24 – Sono i milioni che guadagna ogni anno Wayne Rooney, tra ingaggio e sponsor, cifra che fa dell’attaccante del Manchester United il quarto giocatore più pagato del momento. Wazza arriva da una stagione tutt’altro che brillante coi Red Devils: la squadra ha sofferto la fine della lunga epoca di Ferguson in panchina e l’incapacità a prendere le redini dello spogliatoio del suo sostituto, David Moyes. Tuttavia, Rooney è riuscito ad andare in rete comunque 19 volte, dando ragione a chi la scorsa estate lo aveva tolto dal mercato rimettendolo al centro dei piani dello United. Inutile sottolineare quanto l’Inghilterra attenda la sua prepotenza in attacco per fare più strada possibile in questo Mondiale.

18 – È l’età del gioiellino Luke Shaw, che compirà però 19 anni, guarda caso, il giorno prima della finale del Maracanà.
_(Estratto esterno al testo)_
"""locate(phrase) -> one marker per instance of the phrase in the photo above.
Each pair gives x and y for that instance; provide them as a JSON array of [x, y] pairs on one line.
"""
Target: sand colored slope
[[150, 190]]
Classe 1995, terzino sinistro di scuola Southampton, arriva ai Mondiali grazie a una scelta coraggiosa di Hodgson, che gli ha dato fiducia nonostante abbia giocato, prima delle convocazioni, solo una partita in Nazionale maggiore (per altro in un’amichevole). Chi però lo conosce bene non stenta a paragonarlo a Gareth Bale, fuoriclasse gallese passato la scorsa estate dal Tottenham al Real Madrid per 100 milioni di euro. La progressione, dicono, è la stessa, le follie che i grandi club sarebbero disposti a fare pure, se è vero che il Manchester United poche settimane fa si è fatto avanti con un assegno da 27 milioni di sterline per averlo. E uguale è anche il vivaio che ha partorito i due fenomeni: il Southampton, settore giovanile noto per aver svezzato tanti ragazzi diventati poi grandi professionisti, una sorta di Atalanta d’Inghilterra.

39 – Erano gli anni che aveva il portiere David James quando esordì per la prima volta ad un Mondiale (Sudafrica 2010, aveva precisamente 39 anni e 321 giorni). Con quell’età l’estremo difensore inglese è diventato il giocatore più anziano della storia a scendere in campo per la prima volta in tale competizione. Ora James si è ritirato, ma il record rimane, svelando però dietro di sé un problema che la Nazionale inglese fatica a risolvere, allora come oggi: trovare calciatori giovani di livello. Hodgson ci ha provato con le convocazioni per questo Mondiale, scegliendo una rosa che unisce vari trentenni d’esperienza a diversi ragazzi alla prima grande competizione per Nazionali. Funzionerà il mix?